Friday, 25 November 2016
The Immortal One (1963)
Alain Robbe-Grillet's debut feature is elegantly shot - quite an accomplishment given that members of his crew were actively working to undermine his direction - and features some interesting use of sound. There's deliberately intrusive aural interjections on several occasions, for instance, and equally deliberate repetition of dialogue. It's very stylish.
On the other hand, it's also narratively opaque, with events depicted out of order, characters lying without explanation of their motives, and frequent snippets of dialogue about the unreality of the city in which the events take place - clearly a none to subtle reminder that just because a scene appears in the film doesn't mean it actually happened to the characters shown in it.
Now sure, all this obfuscation of the basic plot - man meets woman, has probable sexual relationship with her, then searches for her when she disappears, with tragic consequences - is just as deliberate as the discordant soundtrack.
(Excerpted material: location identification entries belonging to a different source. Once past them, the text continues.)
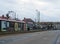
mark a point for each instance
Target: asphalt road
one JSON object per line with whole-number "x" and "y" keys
{"x": 46, "y": 37}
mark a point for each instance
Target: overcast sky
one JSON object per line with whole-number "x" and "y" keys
{"x": 49, "y": 9}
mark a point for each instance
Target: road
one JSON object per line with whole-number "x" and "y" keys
{"x": 46, "y": 37}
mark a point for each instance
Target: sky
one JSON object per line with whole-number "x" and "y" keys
{"x": 49, "y": 9}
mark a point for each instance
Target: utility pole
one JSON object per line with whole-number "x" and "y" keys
{"x": 38, "y": 17}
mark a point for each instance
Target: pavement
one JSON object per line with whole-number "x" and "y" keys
{"x": 45, "y": 37}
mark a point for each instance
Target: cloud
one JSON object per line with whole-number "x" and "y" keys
{"x": 50, "y": 9}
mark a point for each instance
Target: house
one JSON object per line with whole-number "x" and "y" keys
{"x": 29, "y": 23}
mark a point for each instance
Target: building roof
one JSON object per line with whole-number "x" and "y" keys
{"x": 28, "y": 20}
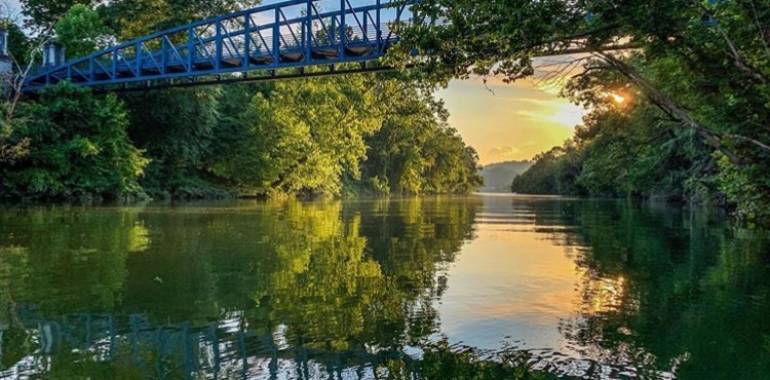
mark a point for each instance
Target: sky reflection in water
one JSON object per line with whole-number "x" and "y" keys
{"x": 494, "y": 286}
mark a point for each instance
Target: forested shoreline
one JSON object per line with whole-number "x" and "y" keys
{"x": 678, "y": 91}
{"x": 337, "y": 136}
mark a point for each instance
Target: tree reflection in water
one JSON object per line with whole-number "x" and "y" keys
{"x": 349, "y": 290}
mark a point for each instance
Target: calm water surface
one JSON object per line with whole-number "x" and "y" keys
{"x": 480, "y": 287}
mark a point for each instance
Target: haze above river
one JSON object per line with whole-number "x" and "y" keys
{"x": 366, "y": 289}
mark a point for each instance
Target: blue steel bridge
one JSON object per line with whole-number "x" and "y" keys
{"x": 268, "y": 42}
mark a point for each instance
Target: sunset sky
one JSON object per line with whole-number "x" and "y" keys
{"x": 510, "y": 121}
{"x": 502, "y": 121}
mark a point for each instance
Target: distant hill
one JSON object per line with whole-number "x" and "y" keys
{"x": 498, "y": 177}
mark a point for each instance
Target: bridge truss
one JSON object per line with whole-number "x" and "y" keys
{"x": 263, "y": 43}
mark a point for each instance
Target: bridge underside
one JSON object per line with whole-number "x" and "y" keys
{"x": 289, "y": 39}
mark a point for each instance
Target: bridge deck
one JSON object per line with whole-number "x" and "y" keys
{"x": 289, "y": 34}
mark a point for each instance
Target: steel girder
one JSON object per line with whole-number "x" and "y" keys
{"x": 290, "y": 34}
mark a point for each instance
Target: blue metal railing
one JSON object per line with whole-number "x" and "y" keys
{"x": 289, "y": 34}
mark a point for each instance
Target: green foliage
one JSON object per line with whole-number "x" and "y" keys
{"x": 175, "y": 128}
{"x": 80, "y": 30}
{"x": 697, "y": 80}
{"x": 416, "y": 151}
{"x": 329, "y": 136}
{"x": 78, "y": 147}
{"x": 44, "y": 14}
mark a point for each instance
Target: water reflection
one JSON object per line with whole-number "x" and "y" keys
{"x": 440, "y": 288}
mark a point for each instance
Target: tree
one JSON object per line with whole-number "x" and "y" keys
{"x": 78, "y": 148}
{"x": 44, "y": 14}
{"x": 80, "y": 30}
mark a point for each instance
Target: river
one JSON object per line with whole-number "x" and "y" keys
{"x": 493, "y": 286}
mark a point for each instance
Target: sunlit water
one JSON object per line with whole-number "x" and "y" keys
{"x": 432, "y": 288}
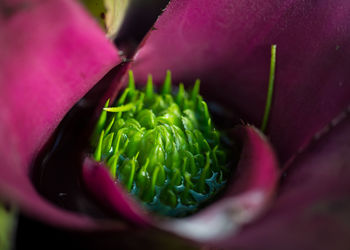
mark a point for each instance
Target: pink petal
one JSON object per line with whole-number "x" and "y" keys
{"x": 227, "y": 43}
{"x": 51, "y": 54}
{"x": 247, "y": 195}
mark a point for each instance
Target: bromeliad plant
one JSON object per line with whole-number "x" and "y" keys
{"x": 163, "y": 147}
{"x": 53, "y": 53}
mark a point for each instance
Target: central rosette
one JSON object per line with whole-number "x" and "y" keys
{"x": 162, "y": 147}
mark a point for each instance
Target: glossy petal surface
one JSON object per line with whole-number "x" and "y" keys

But obfuscating narrative doesn't impress me very much. It doesn't require much skill to write a story that's hard to follow, after all. Plenty of people do it entirely by accident.
If you're the kind of person who can set aside the film's deliberately obtuse story-telling and just savour the dreamy atmosphere, you'll probably enjoy The Immortal One. But for me personally the film's strengths were not enough to overcome its weaknesses.